First thing I did was create a branch in Git for working on the project. I thought about doing Pull Requests but since I'm the only dev on most of these, it felt a little to over-complicated. So instead I have a branch I call 'next' that I do active development into:
I've set up an Action to automatically build and deploy the project on every build. If you're curious how to do this in GitHub Actions, see my blog post about it.
The difference here is that on every 'Next' deployment I'm building a 'next' container. If we look in Azure container registry, we can see that there are tags for latest (my released version) and next (my test version):
With that in place, let's look at slots. Azure slots are a way to have multiple versions of your site running at once. One reason for this is what we're using it for. You can have a separate versions for testing, development, etc. Another common reason is to support A/B testing. It allows you to swap slots instantly (to prevent downtime) for those different scenarios. Let's see what it looks like.
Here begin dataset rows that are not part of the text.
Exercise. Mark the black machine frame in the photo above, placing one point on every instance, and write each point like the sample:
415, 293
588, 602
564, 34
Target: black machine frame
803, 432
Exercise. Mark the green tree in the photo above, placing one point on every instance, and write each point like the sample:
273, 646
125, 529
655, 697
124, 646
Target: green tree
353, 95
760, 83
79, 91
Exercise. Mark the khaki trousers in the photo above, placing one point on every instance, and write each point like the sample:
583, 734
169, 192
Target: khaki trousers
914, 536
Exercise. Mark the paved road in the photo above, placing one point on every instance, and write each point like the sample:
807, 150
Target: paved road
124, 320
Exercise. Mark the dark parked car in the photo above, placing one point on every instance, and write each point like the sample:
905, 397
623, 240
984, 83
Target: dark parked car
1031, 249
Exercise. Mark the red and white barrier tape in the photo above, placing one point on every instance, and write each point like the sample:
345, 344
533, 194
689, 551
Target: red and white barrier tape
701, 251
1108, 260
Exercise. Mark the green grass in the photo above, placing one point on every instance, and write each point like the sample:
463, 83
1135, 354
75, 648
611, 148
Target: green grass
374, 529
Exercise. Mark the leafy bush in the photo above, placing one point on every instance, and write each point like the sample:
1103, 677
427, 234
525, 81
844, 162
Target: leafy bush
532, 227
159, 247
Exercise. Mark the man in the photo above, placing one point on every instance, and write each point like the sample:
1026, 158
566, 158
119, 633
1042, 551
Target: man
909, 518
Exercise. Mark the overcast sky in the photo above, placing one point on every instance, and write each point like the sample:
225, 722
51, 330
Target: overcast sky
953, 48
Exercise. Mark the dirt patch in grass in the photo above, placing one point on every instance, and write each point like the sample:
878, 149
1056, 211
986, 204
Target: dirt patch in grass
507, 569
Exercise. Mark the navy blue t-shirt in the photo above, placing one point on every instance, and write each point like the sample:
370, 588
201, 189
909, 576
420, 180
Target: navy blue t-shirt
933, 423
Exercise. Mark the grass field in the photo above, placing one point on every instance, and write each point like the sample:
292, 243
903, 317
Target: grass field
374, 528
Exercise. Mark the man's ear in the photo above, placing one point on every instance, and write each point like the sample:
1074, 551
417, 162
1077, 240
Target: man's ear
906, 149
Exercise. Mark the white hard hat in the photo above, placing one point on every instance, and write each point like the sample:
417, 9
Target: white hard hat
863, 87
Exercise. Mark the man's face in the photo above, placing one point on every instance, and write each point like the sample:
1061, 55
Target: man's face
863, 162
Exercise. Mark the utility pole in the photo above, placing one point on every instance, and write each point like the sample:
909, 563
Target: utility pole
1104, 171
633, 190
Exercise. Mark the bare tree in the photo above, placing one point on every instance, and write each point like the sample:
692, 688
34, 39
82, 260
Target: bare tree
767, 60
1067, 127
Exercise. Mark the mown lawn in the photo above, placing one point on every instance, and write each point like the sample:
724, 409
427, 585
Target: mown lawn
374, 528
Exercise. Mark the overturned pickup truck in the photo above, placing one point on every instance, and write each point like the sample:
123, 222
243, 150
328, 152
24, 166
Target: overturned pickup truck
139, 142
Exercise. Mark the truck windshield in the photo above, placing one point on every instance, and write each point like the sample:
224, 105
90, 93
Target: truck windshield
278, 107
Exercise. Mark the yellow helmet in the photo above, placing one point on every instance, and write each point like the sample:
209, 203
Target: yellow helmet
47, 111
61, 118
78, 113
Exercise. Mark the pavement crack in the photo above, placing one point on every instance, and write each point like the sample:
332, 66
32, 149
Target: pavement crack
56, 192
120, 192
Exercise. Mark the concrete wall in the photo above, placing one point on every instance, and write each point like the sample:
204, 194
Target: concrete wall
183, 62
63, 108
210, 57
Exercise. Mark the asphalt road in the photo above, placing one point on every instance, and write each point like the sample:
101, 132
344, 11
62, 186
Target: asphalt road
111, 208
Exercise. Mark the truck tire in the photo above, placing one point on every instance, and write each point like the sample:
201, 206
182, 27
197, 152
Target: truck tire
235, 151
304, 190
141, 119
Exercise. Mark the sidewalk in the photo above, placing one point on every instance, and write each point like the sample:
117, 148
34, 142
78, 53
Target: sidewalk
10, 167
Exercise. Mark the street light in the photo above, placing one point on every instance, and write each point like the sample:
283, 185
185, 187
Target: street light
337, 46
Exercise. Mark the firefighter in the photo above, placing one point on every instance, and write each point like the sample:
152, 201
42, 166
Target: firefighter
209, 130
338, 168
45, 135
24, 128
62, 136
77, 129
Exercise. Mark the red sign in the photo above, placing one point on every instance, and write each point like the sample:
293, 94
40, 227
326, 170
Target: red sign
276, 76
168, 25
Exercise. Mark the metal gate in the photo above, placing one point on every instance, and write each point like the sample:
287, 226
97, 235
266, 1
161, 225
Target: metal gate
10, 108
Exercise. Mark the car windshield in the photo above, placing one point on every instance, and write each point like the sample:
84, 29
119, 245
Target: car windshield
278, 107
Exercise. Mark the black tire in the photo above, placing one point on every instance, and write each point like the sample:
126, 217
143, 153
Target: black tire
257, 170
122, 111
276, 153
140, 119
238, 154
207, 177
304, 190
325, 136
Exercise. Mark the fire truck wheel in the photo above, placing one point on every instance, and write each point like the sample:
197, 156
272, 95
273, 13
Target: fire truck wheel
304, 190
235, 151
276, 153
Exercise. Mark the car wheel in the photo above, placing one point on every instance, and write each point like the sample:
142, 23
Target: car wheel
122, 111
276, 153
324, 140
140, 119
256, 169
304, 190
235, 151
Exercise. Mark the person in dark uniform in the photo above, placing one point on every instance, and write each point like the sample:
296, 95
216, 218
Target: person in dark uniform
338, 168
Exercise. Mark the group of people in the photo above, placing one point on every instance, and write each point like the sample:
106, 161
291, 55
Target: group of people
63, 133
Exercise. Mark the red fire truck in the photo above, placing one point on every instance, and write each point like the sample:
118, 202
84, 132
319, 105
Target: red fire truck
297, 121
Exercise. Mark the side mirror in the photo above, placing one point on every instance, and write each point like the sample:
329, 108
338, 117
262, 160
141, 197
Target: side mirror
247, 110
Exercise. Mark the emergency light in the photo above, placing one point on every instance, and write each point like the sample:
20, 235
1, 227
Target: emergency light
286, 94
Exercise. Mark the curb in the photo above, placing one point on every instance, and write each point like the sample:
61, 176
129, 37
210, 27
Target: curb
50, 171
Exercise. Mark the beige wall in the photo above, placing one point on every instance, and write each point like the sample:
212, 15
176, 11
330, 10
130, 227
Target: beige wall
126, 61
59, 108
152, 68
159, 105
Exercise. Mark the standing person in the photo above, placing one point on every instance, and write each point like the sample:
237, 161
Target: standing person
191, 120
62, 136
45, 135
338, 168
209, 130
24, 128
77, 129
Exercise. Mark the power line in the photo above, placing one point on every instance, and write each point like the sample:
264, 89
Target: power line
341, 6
In the App Service for this blog, there is an item for 'Deployment Slots':
Opening this you may get the dreaded 'You're not paying enough for this project' notification:
But if you're on a Standard (or better), you'll be greeted by this page:
Note that your main site is already running as the first 'slot'. It's your 'production' slot and 100% of the traffic is going to it. You can add a new slot and this will make a copy of your project, but it's a completely separate (but related) App Service.
Note: you can use this whether you're using containers or not. Just in this example I'm using container deployment
Let's create a new slot. Click on the 'Add Slot' button:
Enter a name for the slot and Click Add (you can clone the settings from the original site if you are using settings). Each slot gets it's own App Service so separate settings and configuration.
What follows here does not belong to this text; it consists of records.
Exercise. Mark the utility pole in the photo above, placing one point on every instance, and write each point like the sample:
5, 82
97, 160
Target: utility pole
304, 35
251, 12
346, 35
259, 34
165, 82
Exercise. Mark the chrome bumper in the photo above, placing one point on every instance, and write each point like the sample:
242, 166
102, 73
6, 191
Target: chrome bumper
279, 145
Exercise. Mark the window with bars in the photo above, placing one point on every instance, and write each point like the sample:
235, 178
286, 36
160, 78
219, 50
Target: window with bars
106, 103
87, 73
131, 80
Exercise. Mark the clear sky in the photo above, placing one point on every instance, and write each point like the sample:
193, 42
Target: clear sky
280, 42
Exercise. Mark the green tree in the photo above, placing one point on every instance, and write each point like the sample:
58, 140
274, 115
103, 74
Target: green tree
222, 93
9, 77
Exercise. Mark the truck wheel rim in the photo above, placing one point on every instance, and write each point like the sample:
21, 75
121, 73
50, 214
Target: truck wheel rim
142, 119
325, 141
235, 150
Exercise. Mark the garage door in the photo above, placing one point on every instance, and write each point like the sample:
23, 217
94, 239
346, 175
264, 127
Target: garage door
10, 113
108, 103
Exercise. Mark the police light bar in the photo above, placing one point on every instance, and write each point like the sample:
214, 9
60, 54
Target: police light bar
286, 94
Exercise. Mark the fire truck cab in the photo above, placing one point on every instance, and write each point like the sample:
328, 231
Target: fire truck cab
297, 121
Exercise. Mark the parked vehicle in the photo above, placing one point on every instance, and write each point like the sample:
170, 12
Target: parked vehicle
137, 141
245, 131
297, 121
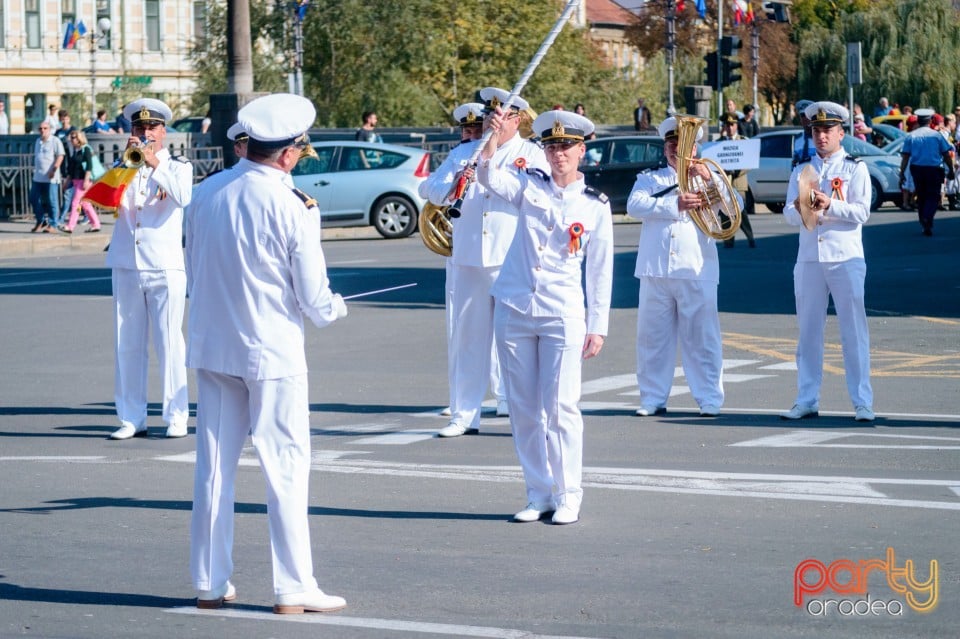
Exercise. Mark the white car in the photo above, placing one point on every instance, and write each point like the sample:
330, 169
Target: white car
768, 183
361, 184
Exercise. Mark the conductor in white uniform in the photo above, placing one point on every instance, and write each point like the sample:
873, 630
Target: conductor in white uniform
149, 282
543, 327
830, 263
481, 236
255, 268
679, 274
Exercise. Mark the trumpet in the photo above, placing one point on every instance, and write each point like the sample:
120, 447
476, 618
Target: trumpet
133, 157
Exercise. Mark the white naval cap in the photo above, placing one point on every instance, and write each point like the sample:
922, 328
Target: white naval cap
277, 120
668, 129
147, 110
562, 127
827, 114
469, 113
493, 97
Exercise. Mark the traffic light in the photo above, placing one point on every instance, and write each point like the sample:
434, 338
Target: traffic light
711, 60
729, 46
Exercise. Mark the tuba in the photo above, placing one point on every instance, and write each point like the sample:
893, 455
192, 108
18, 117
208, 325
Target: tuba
719, 216
436, 230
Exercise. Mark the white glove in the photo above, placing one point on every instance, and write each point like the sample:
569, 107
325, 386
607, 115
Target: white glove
339, 306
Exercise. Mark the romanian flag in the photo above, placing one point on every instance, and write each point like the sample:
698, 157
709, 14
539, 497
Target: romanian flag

The name of the slot becomes a new AzureWebSites.net address so you can view it directly using that domain. For my use, I use the 'sitename.azurewebsites.net' address as my testing address.
Azure Web Slots Free
Once you have a slot configured, it'll look like this:
While, in my case, I'm always leaving the traffic to the main site at 100%, you could also use it to do A/B testing by having two versions of the site running and sharing the traffic to test how well the sites compare.
Now that I have the slot, I just configure it to use my testing (or next) container:
This image is doing a lot of heavy lifting. Note on the top-right that this is showing that it is an App Service Slot. So while it is an App Service it it's own right, it's related to the main App Service.
By looking at the container settings, I'm setting the container to use a 'next' tag so that this is the test version of this blog. I can view it and be sure that I didn't break anything. Now I'm ready to push this to the live version.
To do this, I go back into GitHub and create a Pull Request:
Once I merge the changes from my 'next' branch to 'main', the GitHub actions take over and create a new 'latest' version of my container.
You can see my actions and source code for this blog if you're curious how it works:
Is this something like what you're already doing in real production environments?